Published July 27, 2017.
Con artists invest in 'relationships' for big payoffs.
For months now, you've been chatting online with this amazing guy in Arkansas. Work keeps him from visiting Spokane, and you've never met face to face.
But he texts you throughout the day with compliments. Despite the distance, you're in constant contact. You've grown close. Then trouble strikes.
While traveling out of the country, he suffers a medical emergency — but he can't access his own financial institution. He needs money right now. If you could deposit a check in your account and wire the cash — or give him your online banking password, so he can deposit the check himself — the nightmare will end. He can't count on anyone but you. And that's when the real trouble starts.
Nothing sweet about it.
The "sweetheart scam" varies: Maybe you were matched on a dating website.
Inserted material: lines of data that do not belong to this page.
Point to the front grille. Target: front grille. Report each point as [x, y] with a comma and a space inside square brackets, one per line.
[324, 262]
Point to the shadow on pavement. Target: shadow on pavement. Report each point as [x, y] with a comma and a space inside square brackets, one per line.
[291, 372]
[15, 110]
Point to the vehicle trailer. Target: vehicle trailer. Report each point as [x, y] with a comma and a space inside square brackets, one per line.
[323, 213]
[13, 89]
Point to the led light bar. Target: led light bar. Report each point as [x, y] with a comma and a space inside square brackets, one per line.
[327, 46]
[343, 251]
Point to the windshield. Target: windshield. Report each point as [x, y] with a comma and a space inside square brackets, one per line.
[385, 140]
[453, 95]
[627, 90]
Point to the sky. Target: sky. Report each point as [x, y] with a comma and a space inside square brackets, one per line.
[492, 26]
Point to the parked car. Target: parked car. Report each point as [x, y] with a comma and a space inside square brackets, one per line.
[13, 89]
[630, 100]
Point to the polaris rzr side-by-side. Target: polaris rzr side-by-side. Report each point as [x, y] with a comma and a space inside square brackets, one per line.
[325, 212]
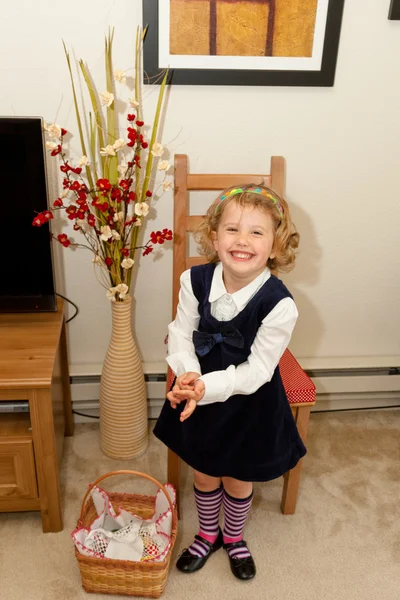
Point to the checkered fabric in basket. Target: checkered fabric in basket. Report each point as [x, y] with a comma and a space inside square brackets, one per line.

Maybe you've been chatting for a couple of weeks or for a few years. Maybe the "traveling abroad" story has a different spin.
Worst-case scenario: It ends with the victim being conned out of hundreds or thousands of dollars. "I've seen the sweetheart scam from every facet you can imagine," says James Fuher, STCU fraud prevention manager. "I've found that the bad guys will even pay the membership fees for dating websites, and they will troll these sites to try and find someone who clicks. Then they start to build this trust by emailing and messaging." It's that trust that makes smart people ignore red flags.
"I've seen the sweetheart scam from every facet you can imagine," says James Fuher. The "relationships" can last weeks, months — or a couple of years.
"In one example, the gentleman was using the name Roger Moore, and he was an antiques dealer working in Nigeria," Fuher recalls. "I saw multiple people fall victim to that from all around the country."
Scammers maintain frequent communication with their victims through email, instant messaging, and texting. The "relationships" can last weeks, months — or a couple of years. "The bad guys work on that emotional appeal — just the little things that make that relationship deepen," Fuher says. Scammers invest a lot of time and energy into these scams, because the payoff can be huge. "We're talking severely heavy losses for the victim, or even them taking out loans," Fuher says. The FBI estimates that $203 million was lost to the sweetheart scam in 2015 alone. And those were just the reported cases.
While the scam varies, there are some common signs of trouble, Fuher says.
"One of the warning signs is that they're unable or unwilling to meet in person," he says. "Something keeps coming up. A lot of these scammers give generic information about where they're from or what they do. They often say they're working outside of the country. "Sometimes the scammer will send the victim a copy of their passport or photos of themselves. But details don't add up, because the passport is a fake or the photos are stolen from other websites.
And the scammers are equal-opportunity predators. In 2011, only around 13 percent of reported male and female victims were older than 60. And men and women are both susceptible to the scam. "In the end, it all comes down to the same thing," Fuher says. "At some point, somebody who you've never met in person is asking you to send them money. That's when you have to really take a cold, hard look at your online relationship and make sure you're not about to become a victim."
If you suspect or know you've been scammed:
Immediately call your credit union or bank.
File a complaint with the FBI's Internet Crime Complaint Center.